Ainda há quem não seja acolhido. E perdoem-me, mas a culpa é minha. É tua. É nossa. Sim, a culpa é nossa porque andamos adormecidos e preocupados sabe-se lá bem com o quê. Sim, a culpa é nossa por não deixarmos que tantos e tantas se salvem nas mais variadas circunstâncias.
Ainda há quem não seja acolhido. E muitas vezes a culpa é nossa. Fica mais fácil fingirmos que não é nada connosco. Torna-se mais cómodo cingirmo-nos a uma mera doutrina que nos faz ignorar todo um contexto. Toda uma história de vida.

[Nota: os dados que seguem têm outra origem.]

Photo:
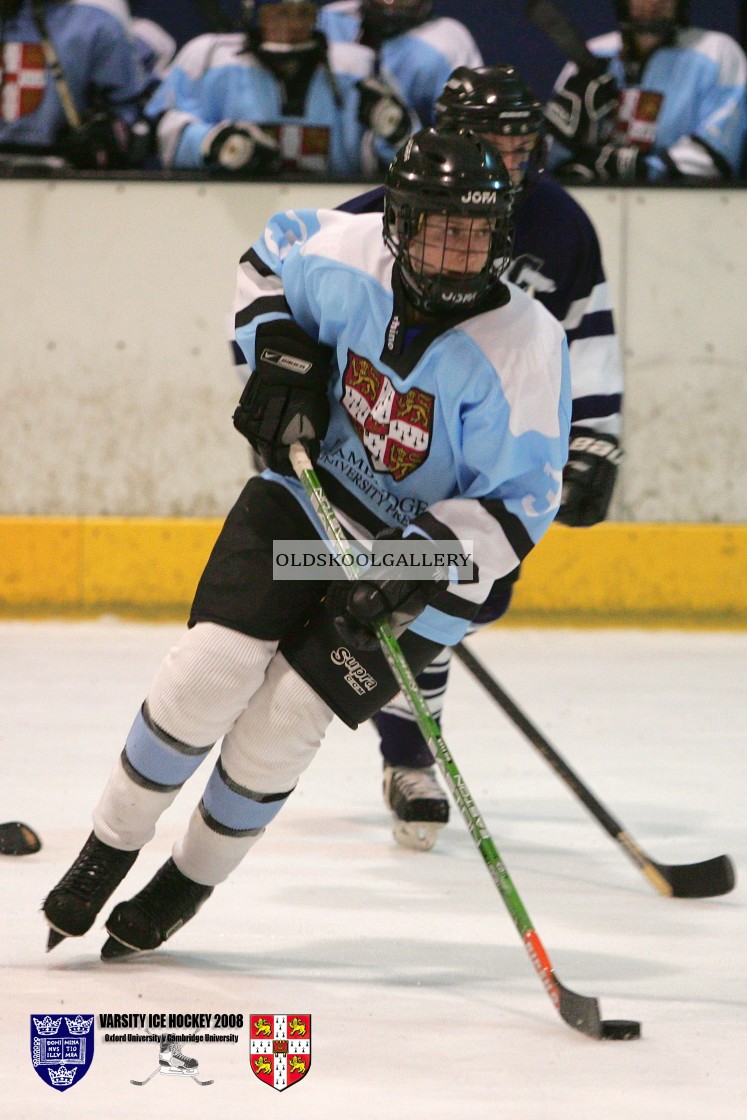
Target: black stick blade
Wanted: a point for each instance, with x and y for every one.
(582, 1014)
(706, 879)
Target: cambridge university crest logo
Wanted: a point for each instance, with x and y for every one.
(62, 1048)
(280, 1048)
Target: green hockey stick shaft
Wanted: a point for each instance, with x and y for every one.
(579, 1011)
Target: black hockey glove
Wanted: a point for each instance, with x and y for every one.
(241, 146)
(286, 398)
(588, 477)
(605, 165)
(580, 111)
(382, 111)
(357, 607)
(100, 143)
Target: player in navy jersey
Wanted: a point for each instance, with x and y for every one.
(556, 258)
(670, 104)
(435, 399)
(100, 65)
(418, 50)
(277, 96)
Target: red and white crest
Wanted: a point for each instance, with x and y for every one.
(280, 1048)
(394, 428)
(637, 118)
(25, 80)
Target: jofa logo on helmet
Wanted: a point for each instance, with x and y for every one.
(483, 197)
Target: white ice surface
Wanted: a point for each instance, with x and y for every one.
(423, 1001)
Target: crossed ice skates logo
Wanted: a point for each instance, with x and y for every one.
(173, 1061)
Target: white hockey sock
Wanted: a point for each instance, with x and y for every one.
(270, 745)
(201, 688)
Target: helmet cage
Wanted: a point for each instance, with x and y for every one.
(661, 27)
(494, 101)
(389, 18)
(446, 291)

Ainda há quem não tenha abrigo. E sim, muitas vezes a culpa é nossa. Gostamos de acreditar que nunca virá a acontecer connosco. Deixamos que a distância retire a possibilidade de nos comovermos com a dor, com o sofrimento do outro. Permitimos que interesses, poderes e questões se tornem mais valiosos do que a vida. Chegamos, inclusive, ao ponto de medir vidas como se não partilhássemos da mesma humanidade. Como se não fôssemos todos merecedores da dignidade que brota de qualquer dom da vida.

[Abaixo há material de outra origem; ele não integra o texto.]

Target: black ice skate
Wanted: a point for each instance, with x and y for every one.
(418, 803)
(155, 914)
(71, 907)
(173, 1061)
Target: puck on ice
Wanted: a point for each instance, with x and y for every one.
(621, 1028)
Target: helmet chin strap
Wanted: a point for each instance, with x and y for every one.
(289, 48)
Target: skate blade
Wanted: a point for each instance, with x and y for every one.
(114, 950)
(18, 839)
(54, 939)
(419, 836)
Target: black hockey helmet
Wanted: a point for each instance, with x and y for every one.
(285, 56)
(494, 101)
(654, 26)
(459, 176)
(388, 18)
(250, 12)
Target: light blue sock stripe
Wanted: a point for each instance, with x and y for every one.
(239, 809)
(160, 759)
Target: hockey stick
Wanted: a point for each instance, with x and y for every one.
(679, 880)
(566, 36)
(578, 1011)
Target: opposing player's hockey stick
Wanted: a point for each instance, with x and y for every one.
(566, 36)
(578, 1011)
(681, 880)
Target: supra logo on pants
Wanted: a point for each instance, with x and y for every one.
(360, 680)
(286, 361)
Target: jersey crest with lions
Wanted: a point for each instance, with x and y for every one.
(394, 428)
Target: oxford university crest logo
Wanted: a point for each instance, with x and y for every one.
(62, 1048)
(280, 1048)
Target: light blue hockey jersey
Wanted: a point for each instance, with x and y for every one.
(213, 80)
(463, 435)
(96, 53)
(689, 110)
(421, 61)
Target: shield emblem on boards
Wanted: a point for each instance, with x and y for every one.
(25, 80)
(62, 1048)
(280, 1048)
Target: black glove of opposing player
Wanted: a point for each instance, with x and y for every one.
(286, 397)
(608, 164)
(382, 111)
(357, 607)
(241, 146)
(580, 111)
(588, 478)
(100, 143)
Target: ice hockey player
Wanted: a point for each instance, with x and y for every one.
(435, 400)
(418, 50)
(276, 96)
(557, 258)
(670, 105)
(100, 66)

Ainda há quem não se salve. E isto vai acontecendo bem perto de nós. No nosso quotidiano. Há quem não se salve quando insistimos em servirmo-nos em vez de servirmos. Há quem não se salve quando a nossa língua se torna verdadeira seta apontada à integridade de alguém. Há quem não se salve quando insistimos em não acolher. Há quem não se salve quando ateimamos em não sermos amor.

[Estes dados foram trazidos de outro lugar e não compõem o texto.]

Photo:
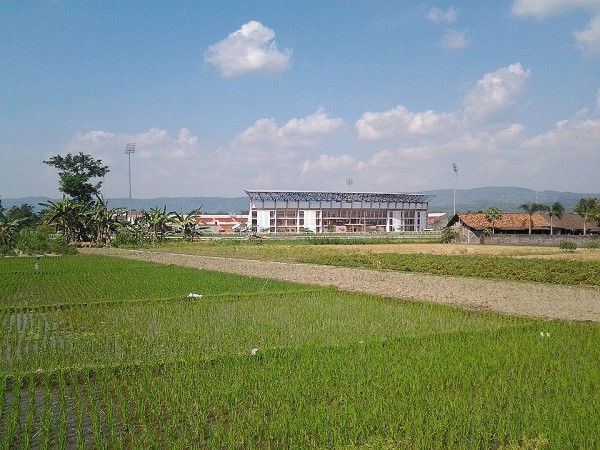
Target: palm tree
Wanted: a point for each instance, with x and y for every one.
(187, 223)
(585, 208)
(531, 210)
(492, 214)
(156, 220)
(105, 221)
(558, 210)
(64, 215)
(8, 229)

E se isto acontece na pequenez do nosso dia-a-dia, como não se pode refletir a nível mundial? Como é que isso não pode ser gerador de incompreensão? De falta de empatia? De falta de compaixão? De falta de verdadeira humanidade?
As imagens que assistimos, infelizmente, esta semana, de guerra e de rejeição de imigrantes, são o reflexo daquilo que temos vindo a construir como humanidade. Se não somos obreiros de paz, de união, de empatia, de compreensão, de aceitação e de amor com os nossos, como poderemos vir a ser com aqueles que nos batem à porta? Como poderemos vir a ser com aqueles que correm até nós?
Não podemos somente comover-nos com as imagens. Não podemos achar que nada pode ser feito ou mudado. Tenhamos a audácia de fazermos a diferença. Aqui e agora. Junto daqueles que se cruzam connosco. Junto daqueles que nos procuram para que unidos possamos ser geradores de verdadeira humanidade.
Hoje, entra no mistério da tua existência e questiona-te serenamente: quantos é que tu salvaste? Quantos é que ganharam vida com a tua vida?